Dr. Sander Breiner, a Psychoanalyst and Professor of Psychiatry at Michigan State University and Wayne State University, has observed of this study:
The study is interesting and gives some information about the brain, particularly the hypothalamus. The information is not conclusive and only provides information.

Their studies of straight and gay man were not confirmed by their equal studies of lesbian and straight women. Furthermore, males who identify more with their mothers, and may appear somewhat more "effeminate" in behavior, may still function very adequately and comfortably in normal heterosexual relationships, including marriage and family. There is no study of this group of males. In addition, there is no study of a select group of very masculine appearing and acting (husky) males. The same consideration applies the study of women.

Males who have anxiety about feeling love and closeness to their mothers would unconsciously and--neuroendocrine-wise--erect barriers to similar responses to other females. This might delay their movement into adult heterosexuality but not necessarily or even likely to prevent it. Similar reasoning applies to lesbian females.

The difference between identical twins and fraternal twins has been noted in many other areas of psychological consonance. Identical twins very commonly develop a private language and communication that no one else in the family (especially the mother) can translate. This can last for many years. Therefore, the twin studies (identical and fraternal) do not establish any validity for organicity for homosexuality.

It is well known that rodents usually produce multiple births. It is also well known that when a male embryo lies between two female embryos that it will be a less aggressive male adult rodent than those male rodent embryos who were not so juxtapositioned. What is true for rodents is not true for humans as many other hormone studies have demonstrated.

More than 50 or 60 years an accidental hormonal study was done as I recall in Puerto Rico. Young women were given a drug that affected their sexual hormone balance. This resulted in many children being born whose genitals appeared to be females.
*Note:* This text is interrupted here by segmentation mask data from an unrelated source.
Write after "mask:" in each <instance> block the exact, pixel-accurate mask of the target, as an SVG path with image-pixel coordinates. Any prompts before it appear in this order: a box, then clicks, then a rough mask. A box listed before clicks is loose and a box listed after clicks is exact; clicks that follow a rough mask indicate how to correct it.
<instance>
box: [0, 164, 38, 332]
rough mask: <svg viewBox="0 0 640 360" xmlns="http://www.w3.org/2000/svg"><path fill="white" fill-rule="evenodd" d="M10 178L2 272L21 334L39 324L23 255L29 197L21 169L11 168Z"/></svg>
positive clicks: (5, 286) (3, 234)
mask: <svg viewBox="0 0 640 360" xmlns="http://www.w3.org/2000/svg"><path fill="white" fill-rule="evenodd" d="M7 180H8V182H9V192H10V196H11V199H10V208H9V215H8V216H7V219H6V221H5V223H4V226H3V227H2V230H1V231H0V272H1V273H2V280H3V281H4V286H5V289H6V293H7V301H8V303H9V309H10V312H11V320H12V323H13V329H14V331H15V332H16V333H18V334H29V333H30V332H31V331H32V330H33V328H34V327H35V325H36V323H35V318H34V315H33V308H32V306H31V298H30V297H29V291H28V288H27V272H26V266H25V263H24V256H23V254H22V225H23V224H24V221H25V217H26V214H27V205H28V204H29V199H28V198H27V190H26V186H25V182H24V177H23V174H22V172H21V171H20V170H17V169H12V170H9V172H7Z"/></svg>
These children were raised as little girls without any evidence of discomfort in this social structure. However, when they reached puberty, normal male genitalia developed. What had been thought to be a clitoris turned out to be a penis; and undescended testes descended. Following this unexpected event, the girls-now-turned boys were treated as boys and grew up to be men. Follow-up studies did not indicate any significant increase in homosexuality or decrease in percentage of marriages in this group. This old and infrequently referred to accidental study clearly demonstrates that it takes a great deal of psychological problems in the first five years of life to produce the imperfect conflict resolution of homosexuality.

The emotionally charged corridor in the brain is the amygdala and the hypothalamus leading to the pre-frontal cortex. Any emotional charge will cause this area of the brain to show increased activity. Therefore, increased activity in any part of this corridor only indicates an emotional charge, which could be anxiety, anger, depression, or love (to name a few). The study is interesting; but that is all.